Para mí un espacio sin plantas, es un espacio muerto. Visten y le entregan calidad a un lugar. Me hacen sentir en casa, que estoy con mi familia, con mis abuelos. Me importan mucho más las cosas que tienen un valor sentimental y ellas me entregan eso. Creo que igual tengo buena mano y que son felices estando conmigo. Me preocupo de que se sientan cómodas y que les llegue la luz necesaria. Sé que cada una es diferente y que tienen distintas necesidades. Y si no las cuidas bien, se enojan y te lo demuestran. Me gusta tenerlas distribuidas por todas las partes de la casa para que en cada espacio se sienta la energía que emiten. Además, reconozco que estoy un poco obsesionada con ellas y no sé cuándo parar de comprar.
No soy mucho de tener rutina con ellas. Es súper natural nuestra relación y siento que no es algo que pueda programar. Las riego cuando veo que es necesario. Creo que la tierra y el tipo de fertilizante es muy importante para que crezcan sanas. Yo compro el que usan para la marihuana porque son mucho menos invasivos. Al principio, cuando mi hijo mayor Facundo, era guagua, me costó mucho cuidarlas porque él llegaba y las cortaba. Después le enseñé que eran un ser vivo más, y para que lo interiorizara, le dije que tenía que saludarlas. Eso sirvió un montón y apliqué la misma técnica con el menor. Ellos son muy felices en este rincón y me encanta que puedan tener una infancia parecida a la mía.

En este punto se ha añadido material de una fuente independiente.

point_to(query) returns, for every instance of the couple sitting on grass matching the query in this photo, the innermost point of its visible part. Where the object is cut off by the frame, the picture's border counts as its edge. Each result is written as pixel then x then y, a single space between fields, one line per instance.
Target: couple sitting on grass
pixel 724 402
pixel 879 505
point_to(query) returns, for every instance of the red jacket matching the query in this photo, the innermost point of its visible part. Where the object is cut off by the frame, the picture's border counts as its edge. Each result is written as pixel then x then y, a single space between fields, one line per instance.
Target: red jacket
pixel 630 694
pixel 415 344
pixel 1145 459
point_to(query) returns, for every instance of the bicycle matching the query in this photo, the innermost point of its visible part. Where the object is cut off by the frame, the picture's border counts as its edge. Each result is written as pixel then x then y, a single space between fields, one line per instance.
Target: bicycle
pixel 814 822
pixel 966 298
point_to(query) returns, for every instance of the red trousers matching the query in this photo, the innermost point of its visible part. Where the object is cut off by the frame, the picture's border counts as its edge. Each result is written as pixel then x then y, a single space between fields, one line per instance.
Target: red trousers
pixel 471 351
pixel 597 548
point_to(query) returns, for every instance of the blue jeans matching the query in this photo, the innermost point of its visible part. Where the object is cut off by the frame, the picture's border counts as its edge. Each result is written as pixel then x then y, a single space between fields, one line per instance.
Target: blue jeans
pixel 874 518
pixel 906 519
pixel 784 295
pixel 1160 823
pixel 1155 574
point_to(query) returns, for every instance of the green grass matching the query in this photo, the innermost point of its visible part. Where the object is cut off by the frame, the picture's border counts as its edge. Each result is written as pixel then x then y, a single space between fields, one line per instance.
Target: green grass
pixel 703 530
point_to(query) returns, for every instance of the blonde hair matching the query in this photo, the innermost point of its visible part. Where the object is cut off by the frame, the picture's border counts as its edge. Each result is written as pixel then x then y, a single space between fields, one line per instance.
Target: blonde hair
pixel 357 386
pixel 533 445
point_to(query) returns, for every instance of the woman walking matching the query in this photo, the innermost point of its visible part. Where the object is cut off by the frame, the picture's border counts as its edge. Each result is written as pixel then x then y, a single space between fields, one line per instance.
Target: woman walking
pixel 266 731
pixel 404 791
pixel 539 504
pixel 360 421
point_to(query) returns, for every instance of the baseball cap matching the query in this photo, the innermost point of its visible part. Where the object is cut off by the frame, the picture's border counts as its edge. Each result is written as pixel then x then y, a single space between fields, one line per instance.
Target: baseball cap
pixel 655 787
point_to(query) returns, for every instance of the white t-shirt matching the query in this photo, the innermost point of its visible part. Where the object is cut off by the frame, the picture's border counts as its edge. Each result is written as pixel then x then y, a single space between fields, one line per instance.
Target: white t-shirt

En general, las flores son lo que más me gusta, pero si tengo que elegir una, me quedo con la orquídea. Tengo varias, pero ninguna está florecida en este momento. Le tengo mucho cariño porque mi mamá se casó con un ramo que las incluía. La historia de ese arreglo es muy divertida porque fue el regalo de matrimonio que le hizo una amiga. En esa época las orquídeas eran súper caras, pero mi mamá no sabía, y ahora siempre nos reímos de que haya elegido esas. Pobre de su amiga, no le salió nada de barato su gesto. Así que esas flores me hacen recordar mucho la inocencia de mi mamá".
Paula Nazal tiene 31 años y es diseñadora. Actualmente es socia y decoradora del bar La Providencia.